Dilated cardiomyopathy (DCM) is a leading cause of heart failure. Genetic DCM, which runs in families, is now more commonly diagnosed, accounting for up to half of the reported cases. Despite the progress in unraveling the genetic basis of DCM, there is still a large gap in our understanding of the molecular events and signaling pathways that lead from a mutation to diverse disease phenotypes. The recent advent of new technologies, such as patient-specific induced pluripotent stem cells (iPSCs) and genome editing (CRISPR/Cas9), provide an unprecedented opportunity to study associations between genetic variability and disease susceptibility. By combining these breakthrough technologies, we are now poised to address one of the most critical issues in familial DCM, namely, the genotype-phenotype relationship from the ever-growing number of DCM-associated gene mutations. The overarching goal of our proposal is to utilize a multidisciplinary approach that integrates patient-specific iPSCs, genome editing, genetic screens, next generation sequencing technologies and transgenic animal models to gain novel insights into genotype-phenotype associations, and to dissect the molecular mechanism of genetic DCM pathogenesis. Our preliminary studies have implicated the activation of the unfolded protein response (UPR) in the endoplasmic reticulum (ER) in the pathogenesis of DCM in a model of patient-specific iPSC-CMs. The central hypothesis of the revised proposal is that certain DCM mutations alter Ca2+ homeostasis and cause chronic ER stress, leading to prolonged activation of the UPR signaling. We will pursue three specific aims.
In aim 1 : we will establish an experimental platform to study the genotype- phenotype association of cardiac troponin T (TNNT2) and phospholamban (PLN) gene variants associated with DCM;
in aim 2 : we will decipher the role of ER stress and UPR activation in genetic DCM; and in aim 3: interrogate the mechanisms of DCM pathogenesis associated with TNNT2 mutations in vivo. We have assembled a multi-disciplinary team with extensive complementary and integrated expertise. We have provided compelling preliminary data to support the soundness of our hypothesis-driven research proposal, and we are well positioned to achieve the project goals within five years. If successful, our studies will provide a new paradigm for understanding the pathogenesis and treatment of familial DCM.

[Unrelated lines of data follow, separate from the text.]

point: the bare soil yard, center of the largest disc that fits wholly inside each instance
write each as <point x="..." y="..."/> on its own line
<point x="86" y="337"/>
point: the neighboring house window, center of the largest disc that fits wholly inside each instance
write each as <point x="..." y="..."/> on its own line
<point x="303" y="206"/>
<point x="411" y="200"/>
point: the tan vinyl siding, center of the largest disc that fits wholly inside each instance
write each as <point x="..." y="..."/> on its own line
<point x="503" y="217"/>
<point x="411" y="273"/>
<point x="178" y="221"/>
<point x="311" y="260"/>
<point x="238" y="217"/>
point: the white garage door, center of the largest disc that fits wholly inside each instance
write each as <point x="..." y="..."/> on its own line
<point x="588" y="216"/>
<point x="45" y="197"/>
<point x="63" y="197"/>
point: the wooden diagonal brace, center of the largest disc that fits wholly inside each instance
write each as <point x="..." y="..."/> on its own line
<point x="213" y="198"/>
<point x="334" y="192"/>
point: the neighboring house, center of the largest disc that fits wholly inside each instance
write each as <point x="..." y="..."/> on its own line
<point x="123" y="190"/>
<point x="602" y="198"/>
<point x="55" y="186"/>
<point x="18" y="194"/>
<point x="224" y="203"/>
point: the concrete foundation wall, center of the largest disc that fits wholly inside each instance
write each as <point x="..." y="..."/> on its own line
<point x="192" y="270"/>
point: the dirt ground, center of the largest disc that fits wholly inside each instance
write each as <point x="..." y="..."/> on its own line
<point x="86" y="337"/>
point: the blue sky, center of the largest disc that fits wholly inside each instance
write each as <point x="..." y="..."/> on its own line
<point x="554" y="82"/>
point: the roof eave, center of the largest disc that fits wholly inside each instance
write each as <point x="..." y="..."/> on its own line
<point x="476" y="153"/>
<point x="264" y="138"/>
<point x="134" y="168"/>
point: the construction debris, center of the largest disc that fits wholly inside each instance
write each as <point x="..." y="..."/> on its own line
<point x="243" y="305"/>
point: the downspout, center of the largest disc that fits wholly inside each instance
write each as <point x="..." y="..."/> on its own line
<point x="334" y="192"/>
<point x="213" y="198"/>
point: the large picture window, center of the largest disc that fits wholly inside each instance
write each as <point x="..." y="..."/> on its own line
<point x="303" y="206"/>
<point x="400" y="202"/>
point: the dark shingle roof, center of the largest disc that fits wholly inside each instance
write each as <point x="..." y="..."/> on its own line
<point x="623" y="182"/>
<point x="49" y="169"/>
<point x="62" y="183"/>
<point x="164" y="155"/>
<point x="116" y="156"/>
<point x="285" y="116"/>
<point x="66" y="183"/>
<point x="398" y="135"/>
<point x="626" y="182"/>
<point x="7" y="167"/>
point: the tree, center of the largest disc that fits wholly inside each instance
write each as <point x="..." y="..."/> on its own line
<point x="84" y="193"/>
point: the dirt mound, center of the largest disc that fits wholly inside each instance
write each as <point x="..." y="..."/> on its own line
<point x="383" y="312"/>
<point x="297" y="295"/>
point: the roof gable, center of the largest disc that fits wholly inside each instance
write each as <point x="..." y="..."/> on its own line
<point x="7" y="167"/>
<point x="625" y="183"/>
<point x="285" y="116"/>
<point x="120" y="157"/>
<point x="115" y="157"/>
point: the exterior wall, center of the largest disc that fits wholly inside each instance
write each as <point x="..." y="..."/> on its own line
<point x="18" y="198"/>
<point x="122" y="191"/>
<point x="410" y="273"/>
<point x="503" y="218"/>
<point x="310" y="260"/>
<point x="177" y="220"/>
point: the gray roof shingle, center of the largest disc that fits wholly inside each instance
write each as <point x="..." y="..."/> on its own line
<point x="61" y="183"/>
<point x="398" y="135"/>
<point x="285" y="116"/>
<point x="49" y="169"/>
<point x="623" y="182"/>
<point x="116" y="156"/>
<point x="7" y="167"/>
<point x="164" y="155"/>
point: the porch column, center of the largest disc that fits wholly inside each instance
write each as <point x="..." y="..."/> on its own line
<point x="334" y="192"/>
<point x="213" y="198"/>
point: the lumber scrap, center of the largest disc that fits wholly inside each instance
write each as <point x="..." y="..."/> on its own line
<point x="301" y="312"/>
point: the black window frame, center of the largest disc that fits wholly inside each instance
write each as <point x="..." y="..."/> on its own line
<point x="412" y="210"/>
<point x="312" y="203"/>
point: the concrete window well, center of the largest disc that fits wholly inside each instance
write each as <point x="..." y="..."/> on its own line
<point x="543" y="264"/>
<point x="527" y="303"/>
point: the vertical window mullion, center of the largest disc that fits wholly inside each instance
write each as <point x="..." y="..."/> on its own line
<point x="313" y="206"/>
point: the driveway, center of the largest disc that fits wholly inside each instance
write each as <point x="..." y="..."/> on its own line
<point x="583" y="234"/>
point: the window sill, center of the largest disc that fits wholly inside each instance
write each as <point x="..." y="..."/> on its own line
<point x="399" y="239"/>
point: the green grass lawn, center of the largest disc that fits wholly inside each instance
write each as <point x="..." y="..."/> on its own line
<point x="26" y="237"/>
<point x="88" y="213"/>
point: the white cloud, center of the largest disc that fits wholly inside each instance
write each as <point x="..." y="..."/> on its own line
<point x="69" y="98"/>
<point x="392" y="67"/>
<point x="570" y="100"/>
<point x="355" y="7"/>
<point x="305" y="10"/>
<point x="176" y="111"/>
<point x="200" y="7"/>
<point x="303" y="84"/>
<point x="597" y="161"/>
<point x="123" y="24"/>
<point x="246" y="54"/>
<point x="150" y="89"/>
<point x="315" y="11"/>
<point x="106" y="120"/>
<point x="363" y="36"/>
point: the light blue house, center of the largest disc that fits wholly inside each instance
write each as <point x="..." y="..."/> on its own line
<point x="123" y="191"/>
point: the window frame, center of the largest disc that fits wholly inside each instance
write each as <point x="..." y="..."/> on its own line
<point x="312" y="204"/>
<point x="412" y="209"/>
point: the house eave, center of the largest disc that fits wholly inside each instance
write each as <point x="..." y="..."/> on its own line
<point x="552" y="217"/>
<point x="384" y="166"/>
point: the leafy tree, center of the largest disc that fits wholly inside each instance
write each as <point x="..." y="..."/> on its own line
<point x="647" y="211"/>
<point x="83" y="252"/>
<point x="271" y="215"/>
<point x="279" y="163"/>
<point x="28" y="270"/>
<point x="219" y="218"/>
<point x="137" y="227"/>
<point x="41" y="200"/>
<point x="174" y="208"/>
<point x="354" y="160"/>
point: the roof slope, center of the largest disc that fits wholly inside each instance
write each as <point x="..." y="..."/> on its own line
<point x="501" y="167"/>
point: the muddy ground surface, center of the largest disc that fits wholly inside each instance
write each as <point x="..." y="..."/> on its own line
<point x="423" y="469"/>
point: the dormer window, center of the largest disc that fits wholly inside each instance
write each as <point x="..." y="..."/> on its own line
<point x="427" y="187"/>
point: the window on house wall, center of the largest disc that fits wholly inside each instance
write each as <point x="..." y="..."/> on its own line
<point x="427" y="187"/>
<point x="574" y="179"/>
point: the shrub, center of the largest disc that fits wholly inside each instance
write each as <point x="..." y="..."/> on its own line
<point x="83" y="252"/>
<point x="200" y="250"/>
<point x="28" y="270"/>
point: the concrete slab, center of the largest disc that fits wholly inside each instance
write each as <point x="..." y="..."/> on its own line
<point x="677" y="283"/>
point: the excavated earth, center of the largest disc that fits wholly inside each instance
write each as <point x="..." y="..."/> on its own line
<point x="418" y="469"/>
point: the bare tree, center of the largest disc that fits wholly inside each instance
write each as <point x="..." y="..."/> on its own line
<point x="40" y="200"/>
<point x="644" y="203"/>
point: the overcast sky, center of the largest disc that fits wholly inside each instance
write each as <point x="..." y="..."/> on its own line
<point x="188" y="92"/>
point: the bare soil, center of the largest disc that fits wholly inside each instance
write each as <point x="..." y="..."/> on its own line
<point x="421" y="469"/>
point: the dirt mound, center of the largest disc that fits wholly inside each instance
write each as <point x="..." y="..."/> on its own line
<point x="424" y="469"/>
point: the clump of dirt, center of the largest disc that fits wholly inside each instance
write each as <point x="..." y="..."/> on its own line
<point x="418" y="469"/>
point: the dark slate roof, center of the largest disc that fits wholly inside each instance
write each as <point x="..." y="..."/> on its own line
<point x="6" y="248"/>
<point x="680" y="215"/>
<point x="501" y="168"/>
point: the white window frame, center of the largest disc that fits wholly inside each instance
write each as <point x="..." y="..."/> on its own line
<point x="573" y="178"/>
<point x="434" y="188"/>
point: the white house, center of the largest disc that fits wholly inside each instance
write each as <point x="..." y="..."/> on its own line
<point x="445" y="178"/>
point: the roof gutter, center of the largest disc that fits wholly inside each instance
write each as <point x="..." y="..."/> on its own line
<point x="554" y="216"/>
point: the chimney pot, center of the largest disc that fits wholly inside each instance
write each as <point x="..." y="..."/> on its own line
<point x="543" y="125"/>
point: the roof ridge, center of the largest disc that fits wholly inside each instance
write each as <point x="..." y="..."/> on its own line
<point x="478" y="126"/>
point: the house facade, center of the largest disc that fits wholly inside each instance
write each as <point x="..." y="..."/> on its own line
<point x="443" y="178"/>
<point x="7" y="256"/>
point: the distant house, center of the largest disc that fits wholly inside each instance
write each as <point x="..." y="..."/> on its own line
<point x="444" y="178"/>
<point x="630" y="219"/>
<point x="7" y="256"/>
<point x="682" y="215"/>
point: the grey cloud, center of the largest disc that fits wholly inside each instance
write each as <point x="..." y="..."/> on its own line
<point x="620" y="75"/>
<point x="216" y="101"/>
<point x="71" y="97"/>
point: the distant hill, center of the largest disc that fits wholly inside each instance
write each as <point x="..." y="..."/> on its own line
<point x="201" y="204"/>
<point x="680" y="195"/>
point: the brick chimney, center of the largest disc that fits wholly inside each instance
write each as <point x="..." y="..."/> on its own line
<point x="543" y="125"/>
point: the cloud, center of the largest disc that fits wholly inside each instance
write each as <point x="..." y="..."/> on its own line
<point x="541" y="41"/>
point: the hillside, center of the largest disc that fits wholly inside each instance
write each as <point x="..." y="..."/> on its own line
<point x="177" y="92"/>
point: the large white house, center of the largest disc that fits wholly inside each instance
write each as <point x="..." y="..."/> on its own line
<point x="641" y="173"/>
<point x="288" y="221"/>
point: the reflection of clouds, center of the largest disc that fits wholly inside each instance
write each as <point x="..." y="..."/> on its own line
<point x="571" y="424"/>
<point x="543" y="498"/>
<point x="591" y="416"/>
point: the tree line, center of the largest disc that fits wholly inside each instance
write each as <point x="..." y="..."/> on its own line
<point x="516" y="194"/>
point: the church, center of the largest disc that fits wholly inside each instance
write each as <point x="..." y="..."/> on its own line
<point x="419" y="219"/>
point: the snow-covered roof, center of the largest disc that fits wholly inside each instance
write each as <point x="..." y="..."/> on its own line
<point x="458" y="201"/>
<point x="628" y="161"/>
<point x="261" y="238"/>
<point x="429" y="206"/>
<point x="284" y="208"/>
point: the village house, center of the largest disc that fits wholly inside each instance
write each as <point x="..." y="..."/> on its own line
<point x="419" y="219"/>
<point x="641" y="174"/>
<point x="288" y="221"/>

Dilated cardiomyopathy (DCM) is a leading cause of heart failure. The emergence of induced pluripotent stem cell (iPSC) technology offers an experimental human-based model to predict individual disease manifestations and design targeted therapies. This project advances the concept that patient stem cell derived heart cells can serve as a new paradigm to fill the knowledge gaps in our understanding of how certain gene mutations lead to the DCM phenotype, and ultimately promote the implementation of precision medicine.